In February 2015, on the news of discovery of iron, gold and copper reserves in Chiniot, then prime minister Nawaz Sharif had congratulated the nation and expressed the hope it would help the county break the begging bowl. He had regretted that acute scarcity of resources was hindrance in overcoming gas and electricity shortage; and spending on education, health, employment and social sector was limited. He had admitted: “Corruption is rampant in the society; touch any brick there is a filth and dirt under it”. Transparency International in its report for 2014 had stated: “Though politicians in Pakistan constantly accuse each other of corrupt practices and vow to end this evil, but when they come to power, corruption continues to rise in Pakistan and the rest of South Asia.” The moot question is how can a corrupt person be held responsible by corrupt authority or an institution which is itself corrupt?

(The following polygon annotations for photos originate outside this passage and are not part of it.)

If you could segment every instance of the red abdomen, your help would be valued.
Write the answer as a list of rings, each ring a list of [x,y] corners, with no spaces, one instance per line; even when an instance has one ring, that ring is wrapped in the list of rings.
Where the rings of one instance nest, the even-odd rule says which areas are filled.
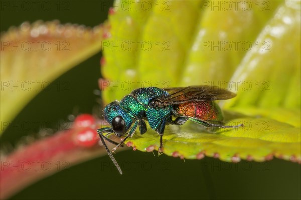
[[[179,114],[197,118],[204,121],[223,120],[219,106],[214,102],[192,102],[174,106]]]

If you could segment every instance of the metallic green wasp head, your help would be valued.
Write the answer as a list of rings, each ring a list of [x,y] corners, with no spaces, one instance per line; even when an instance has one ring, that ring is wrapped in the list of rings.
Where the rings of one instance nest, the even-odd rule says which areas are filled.
[[[105,108],[104,117],[117,136],[124,134],[133,124],[132,117],[117,102],[113,102]]]

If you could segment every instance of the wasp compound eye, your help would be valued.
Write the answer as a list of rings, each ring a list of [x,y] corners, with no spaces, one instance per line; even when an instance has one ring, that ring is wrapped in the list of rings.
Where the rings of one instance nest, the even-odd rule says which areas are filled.
[[[123,134],[126,132],[125,122],[120,116],[117,116],[113,119],[112,129],[118,134]]]

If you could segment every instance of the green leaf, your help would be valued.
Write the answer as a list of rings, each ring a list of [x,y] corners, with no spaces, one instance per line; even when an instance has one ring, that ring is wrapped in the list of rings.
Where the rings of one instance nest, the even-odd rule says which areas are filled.
[[[102,38],[100,26],[57,21],[25,22],[2,34],[2,126],[55,78],[99,52]]]
[[[243,128],[216,134],[198,130],[191,124],[170,127],[163,137],[164,154],[187,159],[201,159],[205,155],[233,162],[240,159],[262,162],[273,156],[300,161],[300,128],[266,118],[238,118],[227,124],[241,122]],[[142,136],[136,134],[127,144],[139,150],[151,152],[159,147],[159,138],[152,131]]]
[[[165,12],[158,8],[160,2],[147,2],[150,10],[115,9],[110,16],[107,42],[120,42],[120,48],[104,48],[102,72],[109,82],[102,88],[105,102],[149,86],[207,84],[231,90],[237,97],[220,102],[227,111],[226,122],[244,127],[213,134],[192,122],[171,126],[163,136],[164,154],[188,159],[205,154],[227,162],[275,156],[300,162],[300,2],[239,2],[221,10],[213,2],[170,1]],[[138,45],[124,50],[122,44],[133,41],[152,48]],[[164,42],[169,51],[155,48]],[[126,144],[150,152],[159,142],[150,130],[135,134]]]

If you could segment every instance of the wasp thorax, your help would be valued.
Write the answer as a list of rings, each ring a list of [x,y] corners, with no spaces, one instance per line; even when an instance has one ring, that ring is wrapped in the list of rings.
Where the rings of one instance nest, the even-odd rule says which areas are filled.
[[[123,134],[126,132],[125,122],[121,116],[117,116],[113,119],[112,129],[118,134]]]

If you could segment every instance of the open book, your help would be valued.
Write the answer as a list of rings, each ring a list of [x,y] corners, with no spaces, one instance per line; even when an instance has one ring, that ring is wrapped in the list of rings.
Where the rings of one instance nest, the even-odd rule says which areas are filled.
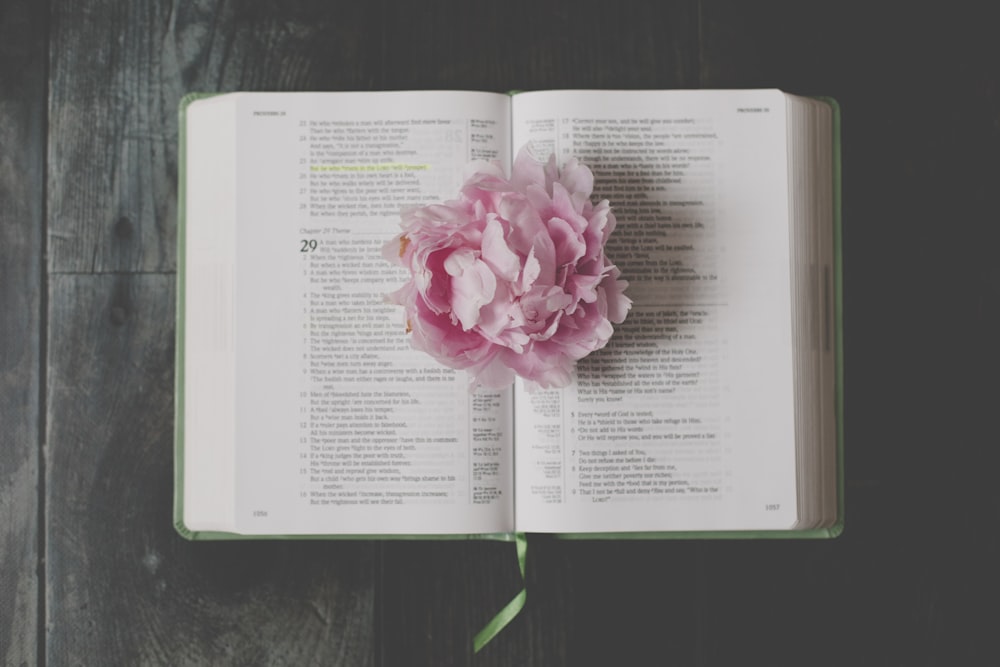
[[[634,305],[569,387],[473,393],[380,249],[529,142],[593,170]],[[185,98],[178,530],[838,534],[838,145],[777,90]]]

Several elected leaders had resigned in the aftermath of Panama Leaks scandal. On April 05 2016, Iceland’s Prime Minister Sigmundur Gunnlaugsso relinquished after appearance of his name in Panama Leaks. Gunnlaugsso and his wife had an offshore company named Wintris. Likewise, Panama Leaks controversy forced Ukrainian Prime Minister to abdicate on April 10 2016. On April 15 2016, Spanish industrial minister resigned as his name was mentioned in the leaks. Other key names who resigned on moral grounds include Chile Transparency International President, FIFA Ethics Committee member John and ABN AMRO Bank Member of Supervisory Board Bert Meerstadt who resigned on April 07 2016. The Panama leaks, comprising 11.5 million documents from Panama-based law firm Mossack Fonseca, showed how some of the world’s most powerful people secreted their money offshore. The documents from around 214,000 offshore entities covered almost 40 years.

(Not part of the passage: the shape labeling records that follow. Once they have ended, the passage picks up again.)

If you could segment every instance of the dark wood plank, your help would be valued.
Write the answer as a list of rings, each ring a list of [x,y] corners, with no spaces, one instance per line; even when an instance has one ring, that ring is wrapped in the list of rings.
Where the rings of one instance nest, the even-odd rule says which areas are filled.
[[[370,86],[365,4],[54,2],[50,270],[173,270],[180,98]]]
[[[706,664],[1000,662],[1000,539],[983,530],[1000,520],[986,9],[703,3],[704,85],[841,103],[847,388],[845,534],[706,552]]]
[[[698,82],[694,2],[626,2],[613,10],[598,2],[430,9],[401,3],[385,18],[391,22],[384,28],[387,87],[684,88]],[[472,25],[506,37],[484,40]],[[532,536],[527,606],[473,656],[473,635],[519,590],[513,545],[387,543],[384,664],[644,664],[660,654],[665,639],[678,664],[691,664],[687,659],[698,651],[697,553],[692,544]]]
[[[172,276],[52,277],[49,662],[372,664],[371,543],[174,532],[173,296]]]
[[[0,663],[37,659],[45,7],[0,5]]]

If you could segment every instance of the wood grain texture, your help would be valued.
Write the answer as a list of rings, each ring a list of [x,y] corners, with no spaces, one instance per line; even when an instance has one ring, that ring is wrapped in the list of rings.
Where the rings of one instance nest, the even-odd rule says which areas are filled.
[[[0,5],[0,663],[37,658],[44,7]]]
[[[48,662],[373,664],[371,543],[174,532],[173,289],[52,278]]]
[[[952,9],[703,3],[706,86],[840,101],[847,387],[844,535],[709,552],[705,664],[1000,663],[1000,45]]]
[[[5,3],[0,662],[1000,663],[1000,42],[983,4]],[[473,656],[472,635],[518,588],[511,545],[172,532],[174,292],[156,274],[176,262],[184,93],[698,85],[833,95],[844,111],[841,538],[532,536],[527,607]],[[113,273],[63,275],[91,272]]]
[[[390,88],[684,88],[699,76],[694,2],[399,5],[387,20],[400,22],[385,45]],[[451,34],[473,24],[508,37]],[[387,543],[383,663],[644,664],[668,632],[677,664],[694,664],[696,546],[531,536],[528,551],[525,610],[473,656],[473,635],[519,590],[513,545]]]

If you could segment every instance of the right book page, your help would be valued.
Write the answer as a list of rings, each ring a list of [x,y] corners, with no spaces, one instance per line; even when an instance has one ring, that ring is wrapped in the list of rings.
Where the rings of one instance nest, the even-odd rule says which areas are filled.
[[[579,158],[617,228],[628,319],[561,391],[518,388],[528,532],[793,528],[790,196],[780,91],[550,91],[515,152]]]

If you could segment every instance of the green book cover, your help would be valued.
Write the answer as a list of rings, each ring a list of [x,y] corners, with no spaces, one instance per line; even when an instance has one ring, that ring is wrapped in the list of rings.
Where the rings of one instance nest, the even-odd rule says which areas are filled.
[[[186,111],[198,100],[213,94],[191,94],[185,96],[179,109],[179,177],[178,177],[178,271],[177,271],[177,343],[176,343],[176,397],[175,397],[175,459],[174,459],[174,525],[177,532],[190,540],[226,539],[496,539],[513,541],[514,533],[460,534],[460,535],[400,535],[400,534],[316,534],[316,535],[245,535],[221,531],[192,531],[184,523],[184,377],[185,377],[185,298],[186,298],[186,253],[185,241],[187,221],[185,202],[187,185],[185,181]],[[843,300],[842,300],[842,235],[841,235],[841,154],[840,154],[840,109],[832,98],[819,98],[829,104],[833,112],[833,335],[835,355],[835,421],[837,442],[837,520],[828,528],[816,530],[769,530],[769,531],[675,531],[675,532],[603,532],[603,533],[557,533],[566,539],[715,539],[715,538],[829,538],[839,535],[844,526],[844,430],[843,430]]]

Among those named in the documents were then Pakistan’s prime minister Nawaz Sharif’s family, friends of Russian President Vladimir Putin, relatives of the leaders of China, Britain, and Ukrainian President Petro Poroshenko. Nawaz Sharif then prime minister of Pakistan did not resolve the matter in Parliament, and wrote a letter to the Supreme Court to form a Judicial Commission. The formation of commission and terms of reference suggested by the PML-N were rejected by the Supreme Court, and Joint Investigation Team was formed by the court. Nawaz Sharif was disqualified on the basis of non-declaration of iqama and salary drawn from the company. NAB court has almost completed proceedings in Evenfield Apartments case, and Nawaz Sharif and his family members are appearing in the NAB court in other cases. Almost all countries have laws for accountability of the Executive.
Impeachment is a political process in the USA, in which any civil officer including the president and vice president, can be removed from office “for, and conviction of, treason, bribery, or other high crimes and misdemeanors,” according to the Article II, Section 4 of the US Constitution. In 1868, President Andrew Johnson was impeached and nearly removed from office for his policies for reconstruction of the South. In February 1868, the House of Representatives voted to impeach Johnson. The House passed all 11 articles of impeachment, which, among other things, accused Johnson of illegally removing Secretary of War Edwin Stanton, an opponent of president’s policies, from office. The case went to trial in the Senate and the legislative body held a vote. Johnson came within a single vote of removal from office, and he was acquitted of the charges in May 1868.
In 1974, President Richard Nixon stepped down halfway through his second term to avoid impeachment amid the Watergate scandal. While Nixon was running for re-election in 1972, people associated with his campaign broke into the Democratic National Committee headquarters at the Watergate Hotel and Office Building in Washington, D.C. On February 6, 1974, the House of Representatives passed a resolution calling for Nixon’s impeachment. With his political support vanishing and facing a likely impeachment by Congress, Nixon announced his resignation on August 8, 1974. On December 19, 1998, the House of Representatives had impeached President Bill Clinton for perjury vis-à-vis affair he had with White House intern Monica Lewinsky. The prosecution needed a two-thirds majority to convict but failed to achieve even a bare majority. Rejecting the first charge of perjury, 45 Democrats and 10 Republicans voted “not guilty,” and on the charge of obstruction of justice the Senate was split 50-50.
—The writer is a senior journalist based in Lahore.